PORTAL7.CO.ID - Wakil Sekretaris Jenderal PBNU, KH Imron Rosyadi Hamid, secara tegas membantah keras adanya isu yang menyebutkan Sekretaris Jenderal PBNU sengaja memperlambat proses penandatanganan Surat Keputusan (SK) kepengurusan wilayah dan cabang di Jakarta. Pernyataan ini dikeluarkan sebagai respons atas sorotan publik mengenai potensi hambatan birokrasi di internal Pengurus Besar Nahdlatul Ulama (PBNU).

Hal ini terjadi pada hari Senin, 4 Mei 2026, di mana Gus Imron memberikan klarifikasi resmi untuk meluruskan kesalahpahaman yang beredar mengenai proses administrasi organisasi tersebut. Ia menekankan bahwa pimpinan PBNU tetap berkomitmen untuk menandatangani dokumen bagi setiap kepengurusan daerah yang telah memenuhi semua persyaratan formal yang ditetapkan.

Dilansir dari Detikcom, Gus Imron menegaskan bahwa tuduhan yang diarahkan kepada Sekjen PBNU sama sekali tidak berdasar, mengingat proses validasi dan penandatanganan berkas yang sudah lengkap terus berjalan secara normal.

"Faktanya, banyak SK PWNU dan PCNU yang memenuhi syarat sudah ditandatangani. Jadi tidak benar kalau dikatakan Sekjen menghambat penandatanganan SK," kata Gus Imron, dalam keterangan tertulis, Senin (4/5/2026).

Gus Imron menjelaskan bahwa penundaan atau penolakan pembubuhan tanda tangan sesungguhnya adalah manifestasi dari ketelitian sekretariat dalam melakukan verifikasi menyeluruh terhadap susunan kepengurusan dan kepatuhan terhadap prosedur administrasi di tingkat daerah. Langkah ini diambil sebagai bentuk mitigasi risiko hukum dan organisasi yang mungkin timbul.

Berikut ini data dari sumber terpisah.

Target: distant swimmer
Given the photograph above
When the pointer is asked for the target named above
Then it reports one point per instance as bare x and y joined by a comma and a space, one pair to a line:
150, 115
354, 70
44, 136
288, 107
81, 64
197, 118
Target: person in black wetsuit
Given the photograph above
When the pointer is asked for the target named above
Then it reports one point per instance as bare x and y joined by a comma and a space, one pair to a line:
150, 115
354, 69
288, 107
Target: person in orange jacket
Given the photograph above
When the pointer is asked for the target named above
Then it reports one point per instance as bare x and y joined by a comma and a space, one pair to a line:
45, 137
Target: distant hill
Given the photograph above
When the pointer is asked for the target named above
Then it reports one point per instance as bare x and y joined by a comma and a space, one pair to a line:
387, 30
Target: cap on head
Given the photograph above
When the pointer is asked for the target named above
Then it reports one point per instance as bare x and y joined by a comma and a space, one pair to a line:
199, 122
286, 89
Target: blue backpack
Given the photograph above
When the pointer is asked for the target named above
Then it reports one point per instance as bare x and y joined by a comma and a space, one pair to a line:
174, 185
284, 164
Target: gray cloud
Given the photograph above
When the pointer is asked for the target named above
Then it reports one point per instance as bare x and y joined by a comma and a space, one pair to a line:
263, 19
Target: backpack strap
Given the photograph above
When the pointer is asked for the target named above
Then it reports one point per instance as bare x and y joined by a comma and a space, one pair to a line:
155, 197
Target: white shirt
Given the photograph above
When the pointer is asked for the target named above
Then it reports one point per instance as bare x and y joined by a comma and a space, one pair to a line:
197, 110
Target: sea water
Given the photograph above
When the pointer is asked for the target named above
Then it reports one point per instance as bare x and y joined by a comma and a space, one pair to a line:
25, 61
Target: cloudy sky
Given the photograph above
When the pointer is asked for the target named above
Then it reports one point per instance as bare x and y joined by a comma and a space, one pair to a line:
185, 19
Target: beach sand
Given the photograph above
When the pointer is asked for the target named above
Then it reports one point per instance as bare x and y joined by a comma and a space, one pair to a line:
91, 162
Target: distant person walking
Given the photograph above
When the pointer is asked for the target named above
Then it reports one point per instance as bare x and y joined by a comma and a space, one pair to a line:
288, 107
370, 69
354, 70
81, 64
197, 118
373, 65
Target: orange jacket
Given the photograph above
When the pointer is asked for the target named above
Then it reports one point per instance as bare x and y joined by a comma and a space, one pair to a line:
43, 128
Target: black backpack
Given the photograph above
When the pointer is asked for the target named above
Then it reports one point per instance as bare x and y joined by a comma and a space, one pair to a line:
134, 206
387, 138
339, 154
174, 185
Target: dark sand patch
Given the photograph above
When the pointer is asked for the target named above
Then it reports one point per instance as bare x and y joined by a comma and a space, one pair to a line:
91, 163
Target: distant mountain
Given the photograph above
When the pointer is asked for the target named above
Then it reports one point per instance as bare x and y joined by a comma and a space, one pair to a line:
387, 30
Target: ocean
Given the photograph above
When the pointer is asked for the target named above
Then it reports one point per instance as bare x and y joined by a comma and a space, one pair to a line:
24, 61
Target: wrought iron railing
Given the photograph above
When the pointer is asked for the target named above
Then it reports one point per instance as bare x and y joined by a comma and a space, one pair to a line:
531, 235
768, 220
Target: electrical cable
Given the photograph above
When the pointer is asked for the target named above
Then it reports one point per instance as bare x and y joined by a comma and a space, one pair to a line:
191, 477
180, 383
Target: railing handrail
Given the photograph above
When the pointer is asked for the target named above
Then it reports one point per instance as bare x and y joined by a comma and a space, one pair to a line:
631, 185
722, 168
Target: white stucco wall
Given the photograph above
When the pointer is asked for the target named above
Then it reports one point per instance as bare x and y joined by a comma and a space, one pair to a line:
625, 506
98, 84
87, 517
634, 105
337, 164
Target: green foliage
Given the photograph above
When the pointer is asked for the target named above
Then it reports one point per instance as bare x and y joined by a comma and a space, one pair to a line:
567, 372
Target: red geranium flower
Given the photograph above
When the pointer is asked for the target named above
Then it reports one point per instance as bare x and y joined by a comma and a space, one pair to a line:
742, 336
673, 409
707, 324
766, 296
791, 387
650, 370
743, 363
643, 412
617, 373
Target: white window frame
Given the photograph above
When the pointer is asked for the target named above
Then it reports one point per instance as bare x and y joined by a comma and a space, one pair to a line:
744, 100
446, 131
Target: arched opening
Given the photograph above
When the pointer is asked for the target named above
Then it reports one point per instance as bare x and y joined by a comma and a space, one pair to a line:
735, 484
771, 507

"Sekjen tentu tidak bisa asal tanda tangan. Kalau ada SK yang tidak memenuhi syarat, ada nama-nama yang tidak jelas, atau ada proses yang tidak sesuai ketentuan, maka wajar jika diperiksa dan dimitigasi terlebih dahulu. Itu bukan menghambat, tapi menjalankan tanggung jawab organisasi," ujarnya.

Wasekjen PBNU itu justru mengalihkan fokus permasalahan utama, menunjuk Bidang Organisasi, Kaderisasi, dan Keanggotaan (OKK) sebagai sumber kendala utama sebelum dokumen sampai ke meja kesekretariatan jenderal. Ia menduga kredibilitas staf di bidang tersebut menjadi pemicu ketidaktertiban administrasi yang terjadi belakangan ini.

"Masalahnya justru ada di OKK. Ada staf kesekretariatan yang ditempatkan di sana, tetapi tidak kredibel. Akibatnya, proses administrasi menjadi tidak tertib dan rawan dimanfaatkan untuk kepentingan tertentu," tuturnya.

Lebih lanjut, Gus Imron membeberkan temuan adanya perubahan susunan nama secara mendadak pada beberapa draf dokumen yang diajukan, yang menimbulkan pertanyaan serius mengenai transparansi proses tersebut sesuai aturan organisasi.